When a nonprofit or local government acquires a home, it is more than a routine transaction among hundreds in a community’s annual turnover. These acquisitions are meant to be catalytic investments in neighborhoods that are typically less-than-first-choice places in their larger real estate markets. The newly rehabbed or constructed homes are intended to be safe and attractive, inspire confidence in the neighborhood’s future, contribute to the tax rolls, lift the values of homes around them, repel crime and encourage other investments. But to accomplish all of these objectives, the homes must be sold to neighborhood-friendly, mortgage-ready occupants, who probably have their choice of many homes in many neighborhoods.

In recent years, the number of vacant and abandoned properties has skyrocketed as a result of the foreclosure crisis. The preponderance of vacant properties has had disastrous effects on many communities, including loss of property values, increased crime and vandalism, strained municipal services and negative impacts on children and families. As the market became glutted with homes, the credit market also tightened, exacerbating further the gap between homes for sale and buyers able to purchase them. Not in decades has it been harder to sell a home, or more important to the quality of life in neighborhoods to do so.

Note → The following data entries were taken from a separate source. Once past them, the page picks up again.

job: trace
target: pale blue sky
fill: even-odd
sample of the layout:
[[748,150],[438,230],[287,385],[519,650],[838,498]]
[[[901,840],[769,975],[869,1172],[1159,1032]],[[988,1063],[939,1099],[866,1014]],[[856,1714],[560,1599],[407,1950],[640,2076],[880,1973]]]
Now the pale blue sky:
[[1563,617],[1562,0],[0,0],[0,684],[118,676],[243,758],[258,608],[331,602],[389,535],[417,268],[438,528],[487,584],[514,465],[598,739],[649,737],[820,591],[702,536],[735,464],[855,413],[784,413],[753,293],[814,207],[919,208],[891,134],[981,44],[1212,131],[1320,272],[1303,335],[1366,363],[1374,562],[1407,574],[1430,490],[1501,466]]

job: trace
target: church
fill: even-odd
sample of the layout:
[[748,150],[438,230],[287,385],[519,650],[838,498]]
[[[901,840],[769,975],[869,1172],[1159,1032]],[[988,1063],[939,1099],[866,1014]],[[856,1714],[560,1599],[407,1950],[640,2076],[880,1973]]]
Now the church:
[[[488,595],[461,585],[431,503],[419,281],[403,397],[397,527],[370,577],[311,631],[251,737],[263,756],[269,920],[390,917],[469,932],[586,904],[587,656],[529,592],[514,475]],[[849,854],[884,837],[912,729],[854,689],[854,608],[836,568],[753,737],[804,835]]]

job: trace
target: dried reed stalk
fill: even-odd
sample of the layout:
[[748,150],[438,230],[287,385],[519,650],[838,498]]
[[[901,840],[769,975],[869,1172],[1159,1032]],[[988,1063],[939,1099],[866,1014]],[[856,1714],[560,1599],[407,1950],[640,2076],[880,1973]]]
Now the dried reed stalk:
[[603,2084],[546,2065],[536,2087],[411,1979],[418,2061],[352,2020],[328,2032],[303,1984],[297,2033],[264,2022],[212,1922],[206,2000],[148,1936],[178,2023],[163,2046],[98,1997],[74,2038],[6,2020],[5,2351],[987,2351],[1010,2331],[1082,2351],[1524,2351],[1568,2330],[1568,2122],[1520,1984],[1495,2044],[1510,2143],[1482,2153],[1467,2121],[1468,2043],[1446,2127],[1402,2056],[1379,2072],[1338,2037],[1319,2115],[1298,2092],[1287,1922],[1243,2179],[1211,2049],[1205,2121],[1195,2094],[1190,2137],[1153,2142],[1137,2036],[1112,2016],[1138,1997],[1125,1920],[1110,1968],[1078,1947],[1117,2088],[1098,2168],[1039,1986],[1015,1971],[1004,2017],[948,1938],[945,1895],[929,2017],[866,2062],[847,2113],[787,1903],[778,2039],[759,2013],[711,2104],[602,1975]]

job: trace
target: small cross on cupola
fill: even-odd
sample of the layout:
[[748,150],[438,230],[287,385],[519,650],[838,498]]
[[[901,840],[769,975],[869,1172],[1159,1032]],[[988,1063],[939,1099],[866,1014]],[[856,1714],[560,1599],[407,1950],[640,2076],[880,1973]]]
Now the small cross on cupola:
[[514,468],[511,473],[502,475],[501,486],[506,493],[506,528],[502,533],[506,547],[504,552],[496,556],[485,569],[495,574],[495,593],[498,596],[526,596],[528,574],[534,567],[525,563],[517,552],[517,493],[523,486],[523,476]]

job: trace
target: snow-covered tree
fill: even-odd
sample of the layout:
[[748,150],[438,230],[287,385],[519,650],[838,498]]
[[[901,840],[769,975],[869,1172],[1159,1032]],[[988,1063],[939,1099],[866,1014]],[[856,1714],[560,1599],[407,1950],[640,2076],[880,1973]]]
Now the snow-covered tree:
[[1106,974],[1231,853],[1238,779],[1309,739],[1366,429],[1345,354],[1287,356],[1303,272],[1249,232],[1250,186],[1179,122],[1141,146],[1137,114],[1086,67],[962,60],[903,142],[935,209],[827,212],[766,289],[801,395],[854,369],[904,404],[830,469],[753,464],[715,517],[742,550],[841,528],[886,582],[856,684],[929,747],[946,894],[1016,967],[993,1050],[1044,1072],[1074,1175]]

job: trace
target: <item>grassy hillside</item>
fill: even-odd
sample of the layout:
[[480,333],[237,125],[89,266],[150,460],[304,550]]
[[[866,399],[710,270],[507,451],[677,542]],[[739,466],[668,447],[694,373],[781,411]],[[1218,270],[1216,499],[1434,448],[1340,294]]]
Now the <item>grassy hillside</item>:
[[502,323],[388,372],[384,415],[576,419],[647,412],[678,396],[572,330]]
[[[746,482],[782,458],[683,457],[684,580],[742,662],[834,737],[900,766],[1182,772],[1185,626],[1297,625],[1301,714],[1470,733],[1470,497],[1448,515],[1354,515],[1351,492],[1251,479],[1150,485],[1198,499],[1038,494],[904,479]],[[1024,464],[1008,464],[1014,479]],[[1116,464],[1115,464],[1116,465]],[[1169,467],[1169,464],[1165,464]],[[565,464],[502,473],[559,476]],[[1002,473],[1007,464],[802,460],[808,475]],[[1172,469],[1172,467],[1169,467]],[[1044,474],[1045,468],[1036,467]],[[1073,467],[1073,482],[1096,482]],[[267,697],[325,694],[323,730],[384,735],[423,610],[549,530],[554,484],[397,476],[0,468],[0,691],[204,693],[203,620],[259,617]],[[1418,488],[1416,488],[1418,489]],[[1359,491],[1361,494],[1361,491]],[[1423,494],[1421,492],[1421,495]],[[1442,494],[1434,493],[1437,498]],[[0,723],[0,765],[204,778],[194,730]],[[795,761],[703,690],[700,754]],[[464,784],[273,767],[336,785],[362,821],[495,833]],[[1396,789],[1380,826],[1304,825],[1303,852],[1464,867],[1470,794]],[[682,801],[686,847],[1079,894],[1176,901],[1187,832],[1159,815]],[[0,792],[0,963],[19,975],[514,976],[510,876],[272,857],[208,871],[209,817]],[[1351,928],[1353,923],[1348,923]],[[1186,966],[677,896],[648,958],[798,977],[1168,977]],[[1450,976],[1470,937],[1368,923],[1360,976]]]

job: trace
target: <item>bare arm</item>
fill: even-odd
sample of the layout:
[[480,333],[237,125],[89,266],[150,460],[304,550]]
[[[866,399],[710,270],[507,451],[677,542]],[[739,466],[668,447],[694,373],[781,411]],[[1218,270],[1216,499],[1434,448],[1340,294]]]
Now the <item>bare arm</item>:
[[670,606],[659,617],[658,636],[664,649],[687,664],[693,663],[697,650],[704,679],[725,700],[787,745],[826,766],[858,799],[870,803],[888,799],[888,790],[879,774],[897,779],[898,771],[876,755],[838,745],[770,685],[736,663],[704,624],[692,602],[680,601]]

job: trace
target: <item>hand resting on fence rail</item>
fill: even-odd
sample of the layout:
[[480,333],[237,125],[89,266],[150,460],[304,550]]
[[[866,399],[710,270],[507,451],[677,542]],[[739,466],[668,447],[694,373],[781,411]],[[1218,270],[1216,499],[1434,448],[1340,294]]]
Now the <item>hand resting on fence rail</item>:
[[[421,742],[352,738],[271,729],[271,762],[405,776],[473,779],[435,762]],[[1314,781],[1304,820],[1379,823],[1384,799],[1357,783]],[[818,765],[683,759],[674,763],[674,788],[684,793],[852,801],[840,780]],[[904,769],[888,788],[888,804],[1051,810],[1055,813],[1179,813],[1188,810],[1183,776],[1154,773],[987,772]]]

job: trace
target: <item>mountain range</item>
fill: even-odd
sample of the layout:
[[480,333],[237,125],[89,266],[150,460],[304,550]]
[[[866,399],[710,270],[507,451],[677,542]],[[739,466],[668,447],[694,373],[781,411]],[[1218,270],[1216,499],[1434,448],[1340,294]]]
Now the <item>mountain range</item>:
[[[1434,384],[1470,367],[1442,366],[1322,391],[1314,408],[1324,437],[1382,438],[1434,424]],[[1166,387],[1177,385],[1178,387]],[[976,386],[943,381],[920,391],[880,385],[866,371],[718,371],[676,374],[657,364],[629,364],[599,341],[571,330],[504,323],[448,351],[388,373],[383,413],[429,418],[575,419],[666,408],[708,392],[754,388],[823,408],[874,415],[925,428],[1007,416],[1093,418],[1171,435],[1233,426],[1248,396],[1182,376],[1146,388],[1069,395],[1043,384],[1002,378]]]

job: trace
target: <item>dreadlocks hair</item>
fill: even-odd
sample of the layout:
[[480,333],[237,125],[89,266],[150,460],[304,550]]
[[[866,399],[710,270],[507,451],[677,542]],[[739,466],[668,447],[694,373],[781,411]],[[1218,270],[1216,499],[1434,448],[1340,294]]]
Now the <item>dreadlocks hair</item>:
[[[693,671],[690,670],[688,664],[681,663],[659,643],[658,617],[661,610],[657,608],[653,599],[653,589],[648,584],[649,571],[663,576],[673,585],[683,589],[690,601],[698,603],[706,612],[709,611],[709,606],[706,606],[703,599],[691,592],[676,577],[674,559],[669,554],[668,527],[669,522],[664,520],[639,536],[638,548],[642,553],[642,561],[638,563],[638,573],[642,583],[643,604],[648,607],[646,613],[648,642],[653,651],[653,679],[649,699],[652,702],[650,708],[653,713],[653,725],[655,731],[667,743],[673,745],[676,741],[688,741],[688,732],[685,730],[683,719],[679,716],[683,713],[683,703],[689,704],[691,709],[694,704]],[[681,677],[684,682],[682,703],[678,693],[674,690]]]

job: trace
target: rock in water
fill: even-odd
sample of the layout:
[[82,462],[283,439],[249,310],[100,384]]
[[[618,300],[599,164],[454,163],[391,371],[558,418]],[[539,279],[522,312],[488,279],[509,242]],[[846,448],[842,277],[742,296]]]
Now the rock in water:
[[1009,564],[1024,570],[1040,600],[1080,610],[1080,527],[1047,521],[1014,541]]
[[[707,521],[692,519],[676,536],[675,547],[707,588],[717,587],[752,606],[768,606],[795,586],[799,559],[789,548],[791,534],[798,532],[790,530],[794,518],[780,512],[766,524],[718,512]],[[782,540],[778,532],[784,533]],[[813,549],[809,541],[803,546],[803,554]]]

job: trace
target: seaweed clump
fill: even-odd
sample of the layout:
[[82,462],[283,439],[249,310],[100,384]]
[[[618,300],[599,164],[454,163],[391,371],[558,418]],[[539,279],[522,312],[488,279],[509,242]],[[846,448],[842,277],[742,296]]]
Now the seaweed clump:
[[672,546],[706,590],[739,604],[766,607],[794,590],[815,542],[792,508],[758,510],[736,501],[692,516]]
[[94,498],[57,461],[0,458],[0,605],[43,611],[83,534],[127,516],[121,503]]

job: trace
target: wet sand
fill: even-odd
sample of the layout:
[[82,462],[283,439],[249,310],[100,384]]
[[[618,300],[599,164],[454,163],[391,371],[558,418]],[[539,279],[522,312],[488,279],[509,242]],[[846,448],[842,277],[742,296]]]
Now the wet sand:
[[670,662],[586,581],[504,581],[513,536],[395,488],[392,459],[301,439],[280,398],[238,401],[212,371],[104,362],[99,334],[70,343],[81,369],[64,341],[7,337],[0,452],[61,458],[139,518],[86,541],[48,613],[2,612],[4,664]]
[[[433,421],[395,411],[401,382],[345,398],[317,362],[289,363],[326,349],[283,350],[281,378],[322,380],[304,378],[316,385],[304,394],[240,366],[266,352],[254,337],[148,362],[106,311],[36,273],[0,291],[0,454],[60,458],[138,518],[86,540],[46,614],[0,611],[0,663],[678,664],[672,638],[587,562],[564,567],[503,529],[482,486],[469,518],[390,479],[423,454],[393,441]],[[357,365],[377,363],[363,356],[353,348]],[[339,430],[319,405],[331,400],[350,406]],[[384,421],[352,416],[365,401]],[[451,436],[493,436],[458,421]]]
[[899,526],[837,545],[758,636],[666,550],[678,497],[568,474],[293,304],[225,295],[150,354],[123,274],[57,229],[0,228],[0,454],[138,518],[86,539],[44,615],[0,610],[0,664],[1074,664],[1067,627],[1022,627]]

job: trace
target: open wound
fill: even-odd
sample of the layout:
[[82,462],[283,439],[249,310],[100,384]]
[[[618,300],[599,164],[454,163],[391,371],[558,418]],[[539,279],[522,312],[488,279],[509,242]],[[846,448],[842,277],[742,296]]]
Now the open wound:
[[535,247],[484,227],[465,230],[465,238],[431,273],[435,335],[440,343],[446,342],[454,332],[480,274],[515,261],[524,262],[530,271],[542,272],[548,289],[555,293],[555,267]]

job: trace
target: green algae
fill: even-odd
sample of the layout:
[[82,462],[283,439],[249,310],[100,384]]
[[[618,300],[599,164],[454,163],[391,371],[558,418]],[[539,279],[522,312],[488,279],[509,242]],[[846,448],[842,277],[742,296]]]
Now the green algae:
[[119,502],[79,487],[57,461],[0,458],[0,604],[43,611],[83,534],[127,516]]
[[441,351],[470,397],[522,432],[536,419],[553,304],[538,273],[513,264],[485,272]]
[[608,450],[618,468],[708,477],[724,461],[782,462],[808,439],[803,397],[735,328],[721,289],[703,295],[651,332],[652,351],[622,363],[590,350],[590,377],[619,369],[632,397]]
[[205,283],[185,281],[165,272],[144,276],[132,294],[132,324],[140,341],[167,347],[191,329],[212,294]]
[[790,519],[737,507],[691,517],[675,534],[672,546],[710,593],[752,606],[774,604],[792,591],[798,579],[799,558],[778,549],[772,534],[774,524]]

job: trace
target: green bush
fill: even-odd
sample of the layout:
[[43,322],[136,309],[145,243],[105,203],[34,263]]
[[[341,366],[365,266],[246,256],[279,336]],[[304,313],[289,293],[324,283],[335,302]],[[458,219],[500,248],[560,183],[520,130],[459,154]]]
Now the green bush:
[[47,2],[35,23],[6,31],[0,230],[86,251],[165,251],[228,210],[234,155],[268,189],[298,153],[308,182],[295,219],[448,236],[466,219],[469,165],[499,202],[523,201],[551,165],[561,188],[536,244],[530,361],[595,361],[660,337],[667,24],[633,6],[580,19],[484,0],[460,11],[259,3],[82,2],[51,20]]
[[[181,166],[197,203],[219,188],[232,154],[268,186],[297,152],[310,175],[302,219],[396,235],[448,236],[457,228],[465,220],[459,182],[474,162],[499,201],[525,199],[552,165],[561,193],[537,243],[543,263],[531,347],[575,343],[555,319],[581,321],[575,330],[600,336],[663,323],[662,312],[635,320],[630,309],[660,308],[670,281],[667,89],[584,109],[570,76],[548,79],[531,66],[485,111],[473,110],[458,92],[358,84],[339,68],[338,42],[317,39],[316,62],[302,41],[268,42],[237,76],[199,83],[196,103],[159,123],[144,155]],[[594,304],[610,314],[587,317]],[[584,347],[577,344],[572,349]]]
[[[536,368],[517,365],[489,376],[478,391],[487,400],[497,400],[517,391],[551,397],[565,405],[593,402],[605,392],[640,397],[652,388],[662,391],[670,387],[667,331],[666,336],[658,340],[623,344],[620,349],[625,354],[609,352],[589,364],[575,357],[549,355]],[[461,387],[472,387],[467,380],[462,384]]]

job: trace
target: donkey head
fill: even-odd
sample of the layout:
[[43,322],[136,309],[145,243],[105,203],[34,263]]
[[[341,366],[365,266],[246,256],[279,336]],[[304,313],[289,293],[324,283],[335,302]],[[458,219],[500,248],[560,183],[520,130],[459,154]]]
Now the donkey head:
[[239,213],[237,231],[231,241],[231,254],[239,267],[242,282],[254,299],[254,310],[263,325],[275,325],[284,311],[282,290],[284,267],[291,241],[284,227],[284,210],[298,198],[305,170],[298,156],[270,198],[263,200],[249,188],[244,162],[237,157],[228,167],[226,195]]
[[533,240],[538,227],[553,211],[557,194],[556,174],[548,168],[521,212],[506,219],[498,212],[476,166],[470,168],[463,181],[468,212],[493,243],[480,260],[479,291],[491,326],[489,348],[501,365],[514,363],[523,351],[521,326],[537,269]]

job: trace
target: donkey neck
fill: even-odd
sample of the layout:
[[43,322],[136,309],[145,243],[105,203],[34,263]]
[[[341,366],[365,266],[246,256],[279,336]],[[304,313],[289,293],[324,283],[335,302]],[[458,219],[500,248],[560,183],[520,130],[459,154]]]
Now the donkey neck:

Rental and lease-purchase housing development can also be very useful strategies for stabilization and the provision of affordable housing for households that are not ready for or interested in purchase, or in neighborhoods that are not yet stable enough to attract owner-occupant purchasers. To learn more about these strategies, see the Scattered Site Rental Toolkit  at www.StableCommunities.org, and HUD’s Lease-Purchase Toolkit at the Neighborhood Stabilization Resource Exchange.

The U.S. Department of Housing and Urban Development’s Neighborhood Stabilization Program (NSP), begun as part of the 2007 federal stimulus package, has provided nearly $7 billion so far to local governments and nonprofits. NSP funding fosters the redevelopment of thousands of properties to stabilize neighborhoods hit hard by foreclosure. In response to NSP and other funding opportunities, many nonprofit, government and other developers ramped up their capacity to acquire, rehab and resell foreclosed and abandoned homes, and to construct new homes where others had been demolished. The learning curve has been steep and rapid due to the situation’s urgency.

In spite of the challenges, NSP grantees and other nonprofit housing developers have successfully increased their capacity to acquire and rehab foreclosed and vacant properties and to construct new affordable homes. While no one thought it would be easy to sell the redeveloped and newly constructed homes, few expected the market to be as challenging as it has been.

Despite quality construction and significant financial subsidies, affordable homes can be challenging to sell because there are so many others on the market, they are often in transitional neighborhoods near additional vacant homes, and so many fewer first-time buyers can qualify for a mortgage in today’s conservative lending market.

In this environment, selling a home can be hard, even with subsidies, homebuyer education and preparation and quality rehab. Marketing and selling these homes successfully requires thoughtfulness, planning and creativity.